I am watching my daughter play outside and she is magic. I don’t feel the compulsion to multi-task. To send an email while she learns to peel an orange. I don’t know what people are angry about today and I don’t care. It’s wonderful.
I was talking with a friend recently about compartmentalization and therapy. We talked about how, in our twenties, we were able to set aside dealing with certain traumas and issues because there was so much to accomplish. Now, in our thirties and forties, many of us are finding that grief will have its due. You can only compartmentalize for so long before the things you need to process start popping up at inconvenient times, like when you’re trying to sleep, have a conversation, or work. Many of us have finally acknowledged our need for silence, stillness, and the mental and emotional space to process. We know that it can’t involve sitting anywhere near our phones.
You can scroll and scroll and scroll and you will still need to sit with what happened. You will still need to learn how to forgive, how to pray, or how to apologize. Maybe you need to give yourself enough stillness to watch birds fly in a troubled line across the sky. Some Canadian geese were forming a “V” above my house the other day, and I noticed that they were making all sorts of noise, calling out, I imagine, to the other birds, saying: “It’s time to go. Don’t be late.”

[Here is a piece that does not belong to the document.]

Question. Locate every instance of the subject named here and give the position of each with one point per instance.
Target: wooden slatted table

I will always remember that iconic scene in the very first Jurassic Park movie where the T-Rex is stomping after the Jeep and there is this incredible shot where you can see the monster right behind them in the rearview mirror, and then you notice the little sticker that says: Objects in the mirror are closer than they appear.
Twitter (and Facebook and Instagram) are in my rearview. They are only a few months behind me though, so what do I know? Only that they are still out there, looming, and having their due. All I know is that I don’t want to be stalked anymore, or torn in two.

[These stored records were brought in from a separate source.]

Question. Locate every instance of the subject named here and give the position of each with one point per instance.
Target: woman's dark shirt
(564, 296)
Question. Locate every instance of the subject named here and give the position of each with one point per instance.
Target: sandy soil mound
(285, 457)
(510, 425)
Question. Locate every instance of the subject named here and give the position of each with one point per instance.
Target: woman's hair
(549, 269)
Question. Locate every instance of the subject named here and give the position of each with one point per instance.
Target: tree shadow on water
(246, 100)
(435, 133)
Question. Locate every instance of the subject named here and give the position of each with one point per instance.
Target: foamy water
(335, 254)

I miss your voice in the Twitterverse, but I'm glad you're enjoying more space. I took about a year and a half off socials recently, and to me it felt a bit like stepping out of a train tunnel and climbing a hill above. I could still feel the rumbles occasionally, but they weren't directly in my ears, you know?
Grateful for the work you're putting out here!
“I filled any space and every silence with something. I wonder how many hours - how many days - I have lost? It is a question that grieves me.” This is a question I started asking myself this year at 49. The year my sons are now both adults and leaving the nest. The habit of scrolling and posting takes too much precious time. I have chosen to take the apps off my phone, but then find myself putting them back on while I’m waiting in a long line. What you’ve written here has me considering what I need to do. Thank you for writing this.